For other c-stores bold flavor can be snacking gold.
“Consumers’ biggest change and desire is bold new flavors, and both my suppliers, Lance/Tom’s and Frito-Lay, are doing a great job with innovation to meet those needs and match those tantalizing taste desires,” said Jim Callahan, director of marketing of Fairburn, Ga.-based Geo H. Green Oil Co., which owns and operates convenience stores. Lance’s items such as Buffalo Cheddar Kettle Chips, Spicy Jalapeño Kettle Chips, and Tom’s with Cheddar Fries and others, have each proven strong performers.
History also shows that promotions work especially well in the salty snack category. For example, executives at CST have found a trio of strategies that have generated strong results for the chain.
“First,” Gleason said, “any product with an extreme value that is easy for our customer service representatives to suggestively sell consumers is a big win.”
Also, pairing salty snacks with any beverage takes advantage of the rapid growth in convenience packaged and fountain drink sales.
“Finally, consumers often appreciate the value of multiple price discounts, such as two-fers,” Gleason said.
At Corner Store, snacks are considered to be market-basket builders and profit generators. As a result, adjacencies to planned-purchase items are critical.
“We never pass the opportunity to merchandise salty snacks near beer and other cold vault beverages and we create various points of interruption throughout the store in high-traffic lanes,” Gleason said.
Finding out what consumers savor can drive sales, starting from the top down.
“Frito-Lay is in the second year of running customer contests in which they ask consumers to submit innovative flavor ideas that they then build salty snacks around,” Callahan said.
These resulted in three new flavors in 2013 and another four types in 2014. Frito-Lay then solicited consumer approval by having them vote for their favorite new chip flavor, with the top vote getter receiving a million-dollar prize, or 1% of the items sales for a full year.
“This year’s new ideas are now on sale,” Callahan continued. They include Cappuccino flavor on Lay’s classic chip; Mango Salsa on Wavy Lay’s; Cheddar Bacon Mac n Cheese on Lay’s classic chip; and the one that is selling best in his stores, Wasabi Ginger on kettle chips.
“Consumers are looking for bold flavors to titillate their taste buds,” Callahan said. “Last year’s three finalists, all on Lay’s classic chips, were Sriracha (a type of hot sauce made from a paste of chili peppers, distilled vinegar, garlic, sugar, and salt), Chicken ‘n Waffles and the million-dollar winner, Cheesy Garlic. I’m not sure though what staying power the various new items will have.”

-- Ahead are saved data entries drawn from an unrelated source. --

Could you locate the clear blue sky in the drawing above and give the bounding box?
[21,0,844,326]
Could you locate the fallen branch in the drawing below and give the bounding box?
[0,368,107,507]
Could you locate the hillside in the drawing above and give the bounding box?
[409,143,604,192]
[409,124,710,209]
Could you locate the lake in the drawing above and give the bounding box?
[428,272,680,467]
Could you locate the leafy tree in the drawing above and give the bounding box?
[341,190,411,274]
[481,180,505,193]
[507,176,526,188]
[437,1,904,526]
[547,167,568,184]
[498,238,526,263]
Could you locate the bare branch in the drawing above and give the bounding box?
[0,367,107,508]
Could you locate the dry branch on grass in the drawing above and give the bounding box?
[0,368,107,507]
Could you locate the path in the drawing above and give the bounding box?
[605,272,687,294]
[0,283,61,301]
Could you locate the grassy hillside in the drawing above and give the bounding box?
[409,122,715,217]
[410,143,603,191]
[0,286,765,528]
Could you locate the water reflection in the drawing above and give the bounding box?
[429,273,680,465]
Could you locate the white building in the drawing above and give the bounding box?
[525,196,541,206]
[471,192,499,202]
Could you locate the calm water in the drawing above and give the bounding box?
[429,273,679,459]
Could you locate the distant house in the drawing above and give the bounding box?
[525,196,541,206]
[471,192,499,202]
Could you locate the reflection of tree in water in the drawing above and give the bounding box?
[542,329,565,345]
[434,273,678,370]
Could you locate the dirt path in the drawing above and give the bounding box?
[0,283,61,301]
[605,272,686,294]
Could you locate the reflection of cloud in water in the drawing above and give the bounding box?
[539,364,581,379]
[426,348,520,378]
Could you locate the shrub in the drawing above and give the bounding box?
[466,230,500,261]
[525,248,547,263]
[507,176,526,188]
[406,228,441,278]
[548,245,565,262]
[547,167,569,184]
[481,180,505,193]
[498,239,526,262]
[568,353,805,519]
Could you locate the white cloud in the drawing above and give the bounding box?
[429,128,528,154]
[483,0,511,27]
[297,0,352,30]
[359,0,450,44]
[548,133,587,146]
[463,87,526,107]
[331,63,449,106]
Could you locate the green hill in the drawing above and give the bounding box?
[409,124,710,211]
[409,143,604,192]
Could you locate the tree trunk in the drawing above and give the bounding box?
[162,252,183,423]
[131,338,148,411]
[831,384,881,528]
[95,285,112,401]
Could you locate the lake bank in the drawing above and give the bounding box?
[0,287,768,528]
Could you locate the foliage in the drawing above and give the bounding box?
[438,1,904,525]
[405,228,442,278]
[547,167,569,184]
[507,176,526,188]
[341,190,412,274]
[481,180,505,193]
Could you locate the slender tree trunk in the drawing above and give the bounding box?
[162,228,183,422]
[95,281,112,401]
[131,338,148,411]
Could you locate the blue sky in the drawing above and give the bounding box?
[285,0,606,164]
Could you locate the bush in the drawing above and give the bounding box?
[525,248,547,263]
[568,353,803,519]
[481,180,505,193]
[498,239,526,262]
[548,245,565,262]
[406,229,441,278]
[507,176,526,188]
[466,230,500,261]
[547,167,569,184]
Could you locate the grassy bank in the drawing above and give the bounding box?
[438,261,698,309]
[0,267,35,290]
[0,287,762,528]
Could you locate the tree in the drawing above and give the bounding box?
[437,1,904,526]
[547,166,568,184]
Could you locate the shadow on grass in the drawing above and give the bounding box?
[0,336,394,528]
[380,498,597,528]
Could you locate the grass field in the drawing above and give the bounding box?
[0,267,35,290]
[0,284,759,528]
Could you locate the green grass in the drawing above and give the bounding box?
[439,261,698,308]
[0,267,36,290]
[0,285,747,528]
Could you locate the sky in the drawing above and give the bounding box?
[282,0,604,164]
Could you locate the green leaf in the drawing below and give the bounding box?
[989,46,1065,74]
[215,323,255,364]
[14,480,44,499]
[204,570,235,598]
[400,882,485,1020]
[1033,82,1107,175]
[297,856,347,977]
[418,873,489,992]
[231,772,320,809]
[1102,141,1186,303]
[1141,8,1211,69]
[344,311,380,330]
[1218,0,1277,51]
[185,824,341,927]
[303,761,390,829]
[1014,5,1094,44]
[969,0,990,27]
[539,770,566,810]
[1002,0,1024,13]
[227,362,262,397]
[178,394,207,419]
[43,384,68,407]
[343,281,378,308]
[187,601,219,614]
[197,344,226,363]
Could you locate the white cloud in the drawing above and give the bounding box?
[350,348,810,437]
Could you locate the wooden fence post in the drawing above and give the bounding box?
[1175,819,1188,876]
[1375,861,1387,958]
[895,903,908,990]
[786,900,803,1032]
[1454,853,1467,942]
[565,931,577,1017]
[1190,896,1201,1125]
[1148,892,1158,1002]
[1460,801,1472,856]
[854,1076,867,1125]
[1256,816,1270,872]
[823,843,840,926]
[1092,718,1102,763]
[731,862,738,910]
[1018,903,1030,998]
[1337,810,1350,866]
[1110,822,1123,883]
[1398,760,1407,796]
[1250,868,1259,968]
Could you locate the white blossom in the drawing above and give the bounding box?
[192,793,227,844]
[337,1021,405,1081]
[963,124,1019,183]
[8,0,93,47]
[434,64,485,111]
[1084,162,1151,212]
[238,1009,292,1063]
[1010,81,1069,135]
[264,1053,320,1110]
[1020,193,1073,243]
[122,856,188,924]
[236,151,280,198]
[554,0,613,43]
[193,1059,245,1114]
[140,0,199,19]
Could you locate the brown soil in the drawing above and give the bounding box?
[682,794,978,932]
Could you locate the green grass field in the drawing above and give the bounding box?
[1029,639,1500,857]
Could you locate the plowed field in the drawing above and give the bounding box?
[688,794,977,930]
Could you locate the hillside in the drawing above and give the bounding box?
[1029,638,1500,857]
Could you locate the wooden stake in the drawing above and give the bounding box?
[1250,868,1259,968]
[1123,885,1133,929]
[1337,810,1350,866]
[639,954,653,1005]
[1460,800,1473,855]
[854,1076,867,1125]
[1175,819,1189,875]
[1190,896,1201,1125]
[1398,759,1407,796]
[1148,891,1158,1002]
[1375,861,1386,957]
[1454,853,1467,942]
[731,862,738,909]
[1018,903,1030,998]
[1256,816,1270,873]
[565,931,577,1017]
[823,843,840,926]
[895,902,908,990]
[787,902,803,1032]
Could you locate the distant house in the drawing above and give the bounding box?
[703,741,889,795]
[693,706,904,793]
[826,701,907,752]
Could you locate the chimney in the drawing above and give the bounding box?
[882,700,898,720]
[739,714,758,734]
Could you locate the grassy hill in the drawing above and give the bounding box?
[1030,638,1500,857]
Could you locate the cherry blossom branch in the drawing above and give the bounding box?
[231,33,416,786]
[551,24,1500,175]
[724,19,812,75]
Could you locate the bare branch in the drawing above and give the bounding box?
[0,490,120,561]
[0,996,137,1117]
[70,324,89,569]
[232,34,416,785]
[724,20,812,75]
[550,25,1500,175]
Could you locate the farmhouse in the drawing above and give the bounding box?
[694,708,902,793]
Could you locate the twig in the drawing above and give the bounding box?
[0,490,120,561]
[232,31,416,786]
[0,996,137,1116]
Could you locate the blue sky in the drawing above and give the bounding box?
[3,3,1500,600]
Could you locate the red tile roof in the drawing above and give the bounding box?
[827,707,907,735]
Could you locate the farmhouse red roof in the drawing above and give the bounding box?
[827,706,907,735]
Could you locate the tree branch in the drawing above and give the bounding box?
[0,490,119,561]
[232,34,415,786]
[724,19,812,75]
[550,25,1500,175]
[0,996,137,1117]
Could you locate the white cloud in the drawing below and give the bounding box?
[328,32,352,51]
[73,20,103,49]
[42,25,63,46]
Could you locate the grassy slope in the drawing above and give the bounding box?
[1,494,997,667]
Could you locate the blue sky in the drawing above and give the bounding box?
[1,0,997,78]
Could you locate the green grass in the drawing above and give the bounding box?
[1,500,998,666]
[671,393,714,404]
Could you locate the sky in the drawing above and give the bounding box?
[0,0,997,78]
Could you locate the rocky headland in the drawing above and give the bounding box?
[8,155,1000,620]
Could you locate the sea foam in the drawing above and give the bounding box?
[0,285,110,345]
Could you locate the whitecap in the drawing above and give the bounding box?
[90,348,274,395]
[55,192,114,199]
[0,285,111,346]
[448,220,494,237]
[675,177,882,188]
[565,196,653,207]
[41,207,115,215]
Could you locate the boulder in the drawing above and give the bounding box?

The bottom line, both statistically and anecdotally, is that knowing consumer demographics, their consumption preferences and tendencies, and the use of promotions can all provide c-store operators a bigger piece of the growing salty snack category, if they pay attention and react appropriately.
Researchers find that the salty snacks and dips category is well poised for future growth due to increased product innovation and the prevalent U.S. snacking culture.
“In the end,” noted the Snack Food Association, “more healthful alternatives are broadening the appeal of the snacking occasion, but it’s the core categories like potato chips that do the heavy lifting by providing nothing more than simple enjoyment to everyone’s lives.”